Mr. Speaker, I listened with great interest to my colleague's comments. Aside from the breathtaking, staggering hypocrisy, the shedding of his political skin is one thing but he also completely abandons any memory of the factual basis of the debt load in this country. He refuses to acknowledge that when the Conservative government came to power in 1984 the spiralling deficit left by the Trudeau administration was one never seen in a G-7 country in the history of the world.
I hear a lot of chirping coming from the other side. I know we have now changed the voting laws so that the Liberal government can now garner votes from inside prison but they may soon have an opportunity to campaign directly there for that support, Mr. Speaker, in your constituency.

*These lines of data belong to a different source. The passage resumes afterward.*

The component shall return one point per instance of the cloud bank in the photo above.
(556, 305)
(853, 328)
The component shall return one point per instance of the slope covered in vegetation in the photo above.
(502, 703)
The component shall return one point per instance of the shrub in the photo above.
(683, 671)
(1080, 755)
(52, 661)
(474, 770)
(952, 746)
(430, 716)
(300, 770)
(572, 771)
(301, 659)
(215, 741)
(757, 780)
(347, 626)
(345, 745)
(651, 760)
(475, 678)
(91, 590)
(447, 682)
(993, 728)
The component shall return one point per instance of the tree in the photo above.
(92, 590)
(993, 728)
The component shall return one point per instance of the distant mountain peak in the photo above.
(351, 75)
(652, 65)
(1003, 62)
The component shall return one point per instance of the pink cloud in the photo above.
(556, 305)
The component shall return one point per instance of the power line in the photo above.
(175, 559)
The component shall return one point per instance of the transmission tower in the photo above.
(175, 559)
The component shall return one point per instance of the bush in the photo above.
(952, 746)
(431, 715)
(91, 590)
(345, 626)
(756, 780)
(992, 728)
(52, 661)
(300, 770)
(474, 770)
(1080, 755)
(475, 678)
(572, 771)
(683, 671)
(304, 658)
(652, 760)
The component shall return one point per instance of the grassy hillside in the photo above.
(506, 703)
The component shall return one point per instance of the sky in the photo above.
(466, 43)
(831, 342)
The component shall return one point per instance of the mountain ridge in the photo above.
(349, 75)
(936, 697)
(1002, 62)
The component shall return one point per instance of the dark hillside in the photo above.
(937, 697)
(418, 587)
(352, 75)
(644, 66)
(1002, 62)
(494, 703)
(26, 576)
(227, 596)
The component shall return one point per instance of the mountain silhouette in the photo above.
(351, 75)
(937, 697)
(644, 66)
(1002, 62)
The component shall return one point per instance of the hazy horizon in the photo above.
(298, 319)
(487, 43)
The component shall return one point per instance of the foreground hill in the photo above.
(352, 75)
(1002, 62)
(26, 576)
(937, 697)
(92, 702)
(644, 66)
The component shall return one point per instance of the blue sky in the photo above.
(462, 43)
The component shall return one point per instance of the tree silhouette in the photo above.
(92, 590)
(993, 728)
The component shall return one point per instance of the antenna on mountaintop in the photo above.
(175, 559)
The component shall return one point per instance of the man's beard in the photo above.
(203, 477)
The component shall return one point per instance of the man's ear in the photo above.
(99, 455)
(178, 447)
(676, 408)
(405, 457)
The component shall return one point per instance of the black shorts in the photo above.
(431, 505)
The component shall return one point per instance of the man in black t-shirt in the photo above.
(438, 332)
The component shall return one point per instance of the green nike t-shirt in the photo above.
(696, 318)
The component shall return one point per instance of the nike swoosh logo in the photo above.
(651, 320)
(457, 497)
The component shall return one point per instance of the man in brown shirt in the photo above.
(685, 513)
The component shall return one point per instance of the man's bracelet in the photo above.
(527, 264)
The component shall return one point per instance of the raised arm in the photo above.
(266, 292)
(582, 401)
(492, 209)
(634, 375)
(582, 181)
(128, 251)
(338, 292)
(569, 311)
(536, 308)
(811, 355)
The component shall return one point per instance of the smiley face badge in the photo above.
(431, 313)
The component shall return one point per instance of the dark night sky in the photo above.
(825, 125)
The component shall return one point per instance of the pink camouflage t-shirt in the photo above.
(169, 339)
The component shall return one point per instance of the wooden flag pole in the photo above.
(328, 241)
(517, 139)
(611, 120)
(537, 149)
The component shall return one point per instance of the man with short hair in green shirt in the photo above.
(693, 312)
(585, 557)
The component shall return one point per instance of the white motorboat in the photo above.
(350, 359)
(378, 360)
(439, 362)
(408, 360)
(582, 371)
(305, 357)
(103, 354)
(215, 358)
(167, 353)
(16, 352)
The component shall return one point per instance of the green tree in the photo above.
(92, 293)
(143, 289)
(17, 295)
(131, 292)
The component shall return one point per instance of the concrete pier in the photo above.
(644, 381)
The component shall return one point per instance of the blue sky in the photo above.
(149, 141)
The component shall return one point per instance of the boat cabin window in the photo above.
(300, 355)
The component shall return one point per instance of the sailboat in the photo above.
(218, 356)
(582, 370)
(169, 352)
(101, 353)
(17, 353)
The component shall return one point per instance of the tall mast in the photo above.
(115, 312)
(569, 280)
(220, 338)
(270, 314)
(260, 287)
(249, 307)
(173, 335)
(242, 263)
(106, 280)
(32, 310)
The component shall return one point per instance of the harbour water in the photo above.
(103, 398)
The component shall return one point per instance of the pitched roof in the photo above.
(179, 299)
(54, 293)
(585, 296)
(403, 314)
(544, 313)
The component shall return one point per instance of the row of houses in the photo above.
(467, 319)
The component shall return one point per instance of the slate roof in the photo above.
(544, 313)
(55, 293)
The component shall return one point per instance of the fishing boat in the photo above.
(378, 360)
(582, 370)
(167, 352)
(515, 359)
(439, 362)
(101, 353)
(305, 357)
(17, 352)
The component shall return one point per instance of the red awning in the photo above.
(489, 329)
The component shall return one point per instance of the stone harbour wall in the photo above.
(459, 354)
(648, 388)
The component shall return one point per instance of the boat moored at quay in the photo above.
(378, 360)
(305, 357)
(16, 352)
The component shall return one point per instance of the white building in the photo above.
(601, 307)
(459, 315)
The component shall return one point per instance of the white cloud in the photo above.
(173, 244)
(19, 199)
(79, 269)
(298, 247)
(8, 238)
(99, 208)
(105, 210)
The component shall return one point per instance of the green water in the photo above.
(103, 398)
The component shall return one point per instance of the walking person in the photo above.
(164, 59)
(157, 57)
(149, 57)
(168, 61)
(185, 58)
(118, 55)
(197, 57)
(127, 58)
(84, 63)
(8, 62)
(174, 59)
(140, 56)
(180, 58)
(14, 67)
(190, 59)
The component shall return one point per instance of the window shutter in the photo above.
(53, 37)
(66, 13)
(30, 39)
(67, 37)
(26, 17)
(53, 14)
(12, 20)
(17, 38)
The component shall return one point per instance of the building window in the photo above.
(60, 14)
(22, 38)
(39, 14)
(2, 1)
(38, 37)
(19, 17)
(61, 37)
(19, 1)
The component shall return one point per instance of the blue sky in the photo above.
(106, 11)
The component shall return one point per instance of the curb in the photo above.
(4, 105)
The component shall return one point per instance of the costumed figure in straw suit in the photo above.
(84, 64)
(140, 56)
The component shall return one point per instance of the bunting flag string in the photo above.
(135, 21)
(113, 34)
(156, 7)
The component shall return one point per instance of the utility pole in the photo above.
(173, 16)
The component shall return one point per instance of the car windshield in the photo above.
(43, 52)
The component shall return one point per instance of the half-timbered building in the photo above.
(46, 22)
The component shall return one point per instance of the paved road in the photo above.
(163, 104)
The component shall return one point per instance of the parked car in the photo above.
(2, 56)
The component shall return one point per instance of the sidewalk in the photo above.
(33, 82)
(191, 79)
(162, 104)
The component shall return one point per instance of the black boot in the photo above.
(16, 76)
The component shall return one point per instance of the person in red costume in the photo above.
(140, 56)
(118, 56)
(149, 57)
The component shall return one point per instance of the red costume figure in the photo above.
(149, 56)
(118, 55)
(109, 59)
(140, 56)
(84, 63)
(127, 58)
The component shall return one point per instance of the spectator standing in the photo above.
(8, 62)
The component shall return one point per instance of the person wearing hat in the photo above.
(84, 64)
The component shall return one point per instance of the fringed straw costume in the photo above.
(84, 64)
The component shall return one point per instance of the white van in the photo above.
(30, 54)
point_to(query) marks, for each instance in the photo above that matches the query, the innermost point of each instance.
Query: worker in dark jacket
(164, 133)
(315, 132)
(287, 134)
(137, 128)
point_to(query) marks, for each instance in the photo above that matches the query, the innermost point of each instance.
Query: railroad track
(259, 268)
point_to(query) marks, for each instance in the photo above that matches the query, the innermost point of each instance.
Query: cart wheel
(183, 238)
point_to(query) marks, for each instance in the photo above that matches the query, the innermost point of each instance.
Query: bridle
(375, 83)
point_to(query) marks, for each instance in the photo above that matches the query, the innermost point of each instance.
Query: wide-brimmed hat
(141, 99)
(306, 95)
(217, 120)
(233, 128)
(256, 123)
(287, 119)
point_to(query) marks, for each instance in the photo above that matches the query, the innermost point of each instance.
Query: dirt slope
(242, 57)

The member shows dexterity in sidestepping some of the accountability of his own government and is very deft at refusing to mention that his government is mired in the largest fiscal scam ever perpetrated on an unsuspecting public. What he is actually demonstrating is something that a friend of mine, Donald, once described as podia-dexterity, which is the ability to put both feet in one's mouth at the same time.
I want to ask him a direct question dealing with the offshore accord, which was jammed into the omnibus, blunderbuss budget implementation bill that is before the House. What the government did, again in a very deceitful way, after having signed a stand alone deal with Nova Scotia and Newfoundland and Labrador to give 100% of the revenue stream from the offshore oil and gas to those very deserving provinces, is it hid it in with 24 other items and suggested that somehow it was an all or nothing offer to Canadians, that they had to take all of these unrelated items or take nothing and then somehow hold this over people's heads that they had to take this.
The people in Nova Scotia and Newfoundland and Labrador understand what the government is trying to do. It is trying to back out of the commitment that the Prime Minister made in desperation during an election campaign and now it is trying to somehow weasel away from that commitment that is costing those provinces millions while the interest accumulates on their provincial deficits.
Why is it that the hon. member neglects to acknowledge that the offshore oil and gas accord can be a stand alone bill, brought before Parliament, passed immediately in the House with the support of all members and we can put that implementation process in place, allow those provinces to start receiving the revenue to deal with the infrastructure challenges and the education and health care challenges that they are still suffering under as a result of cuts of his now newly adopted government?
Why is it that he can stand in his place and be such an adamant apologist for a government he once so fiercely condemned when he was on this side of the House before he abandoned his party and his principles?